Three kids that never take a break, it’s a fairly normal picture of a Kansas family. Until you look a little closer.
“I consider Autism a way of life,” Michelle Valentine said. Michelle and Adam Valentine’s twin sons, Dakotah and Tyler, have a severe form of Autism. At almost nine-years-old, they’re still potty training and can barely speak. When they do speak it’s often in their own code. Once, Michelle couldn’t understand why her son kept saying, ‘One, two, three.’
“We stopped at a stop light and he unbuckled himself from his car seat, flung himself in the front seat, cranked up the volume and goes, ‘One, two, three.’ And so, turn up the volume is ‘one, two, three.’”
It’s fairly calm at home. There the Valentines can control things. In public, it takes very little to overstimulate Dakotah and Tyler.
“They’ll cover their ears, they start stimming, they start yelling and humming to themselves,” Michelle Valentine said. That’s when the looks begin.
“They were just looked at like, ’Oh my God! These kids are so awful.
They have such behavior problems. Those parents are awful parents.’”
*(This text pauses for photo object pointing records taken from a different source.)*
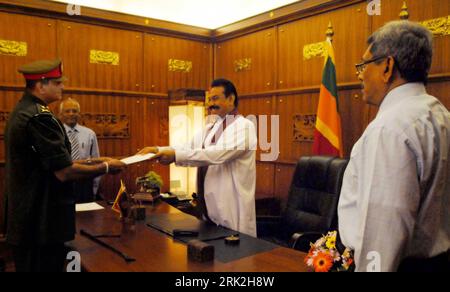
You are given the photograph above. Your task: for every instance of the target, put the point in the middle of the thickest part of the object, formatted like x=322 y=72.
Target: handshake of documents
x=164 y=155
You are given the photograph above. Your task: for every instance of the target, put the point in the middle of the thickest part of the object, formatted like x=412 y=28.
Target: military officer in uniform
x=39 y=171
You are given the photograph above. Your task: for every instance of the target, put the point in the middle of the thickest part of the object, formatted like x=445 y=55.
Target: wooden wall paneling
x=421 y=11
x=352 y=110
x=283 y=180
x=8 y=100
x=264 y=180
x=38 y=33
x=295 y=71
x=258 y=106
x=75 y=41
x=157 y=52
x=259 y=47
x=287 y=107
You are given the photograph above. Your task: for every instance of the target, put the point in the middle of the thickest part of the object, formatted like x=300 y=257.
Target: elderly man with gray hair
x=84 y=147
x=395 y=199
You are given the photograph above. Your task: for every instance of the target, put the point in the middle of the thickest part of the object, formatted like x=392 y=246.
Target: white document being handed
x=88 y=207
x=137 y=158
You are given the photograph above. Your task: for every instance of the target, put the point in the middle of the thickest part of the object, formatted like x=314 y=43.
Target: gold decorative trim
x=102 y=57
x=13 y=48
x=314 y=50
x=4 y=115
x=107 y=126
x=243 y=65
x=180 y=66
x=438 y=26
x=304 y=125
x=404 y=14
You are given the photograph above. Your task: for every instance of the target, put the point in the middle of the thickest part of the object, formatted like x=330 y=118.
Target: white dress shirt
x=395 y=197
x=231 y=178
x=88 y=146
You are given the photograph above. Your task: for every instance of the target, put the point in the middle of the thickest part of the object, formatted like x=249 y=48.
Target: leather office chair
x=2 y=254
x=312 y=204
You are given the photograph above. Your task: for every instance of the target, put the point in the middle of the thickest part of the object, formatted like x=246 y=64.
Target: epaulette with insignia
x=42 y=109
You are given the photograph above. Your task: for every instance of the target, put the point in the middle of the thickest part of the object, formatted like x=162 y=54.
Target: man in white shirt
x=84 y=147
x=394 y=204
x=224 y=153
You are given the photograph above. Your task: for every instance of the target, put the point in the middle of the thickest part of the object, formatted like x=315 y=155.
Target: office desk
x=157 y=252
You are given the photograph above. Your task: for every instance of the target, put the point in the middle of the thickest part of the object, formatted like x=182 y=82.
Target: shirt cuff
x=57 y=162
x=181 y=156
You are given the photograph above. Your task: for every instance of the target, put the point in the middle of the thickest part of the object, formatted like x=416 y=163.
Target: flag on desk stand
x=121 y=195
x=328 y=133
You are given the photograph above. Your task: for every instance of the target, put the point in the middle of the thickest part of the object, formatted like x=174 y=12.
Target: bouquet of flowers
x=324 y=256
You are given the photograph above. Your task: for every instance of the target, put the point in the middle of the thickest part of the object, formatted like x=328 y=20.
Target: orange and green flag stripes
x=328 y=133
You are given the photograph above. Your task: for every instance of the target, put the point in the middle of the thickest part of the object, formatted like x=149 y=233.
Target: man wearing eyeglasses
x=395 y=199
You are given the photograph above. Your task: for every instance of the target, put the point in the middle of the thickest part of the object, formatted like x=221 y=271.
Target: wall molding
x=435 y=78
x=91 y=91
x=57 y=10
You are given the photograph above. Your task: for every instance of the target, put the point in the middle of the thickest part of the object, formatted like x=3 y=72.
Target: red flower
x=323 y=263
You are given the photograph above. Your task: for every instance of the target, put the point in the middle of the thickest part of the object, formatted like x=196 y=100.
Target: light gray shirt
x=88 y=146
x=395 y=200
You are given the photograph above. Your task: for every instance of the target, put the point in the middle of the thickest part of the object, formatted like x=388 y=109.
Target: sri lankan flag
x=328 y=134
x=121 y=196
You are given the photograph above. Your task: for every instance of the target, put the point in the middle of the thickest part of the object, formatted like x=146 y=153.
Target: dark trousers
x=437 y=264
x=48 y=258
The Valentines learned to deal with it. Until one day Michelle had enough. "And he was pushing at me and kind of doing this,” she demonstrates, waving an arm in front of her face, “you know, at my face.” She added, “The next thing I know the store manager’s there because customers had complained about my child and myself.” She finished, “It was very degrading.”
Valentine got so tired of people staring at her when she was in public with her children and they started to act out, that her sister bought her business cards that explained what was going on.
“I can’t sit and explain to everybody I come across why my children act the way they are,” Valentine said.
She also made a video, explaining Autism, its symptoms and behaviors, and posted it on YouTube. She did it for her children.
“I don’t want them to be looked at like freaks.”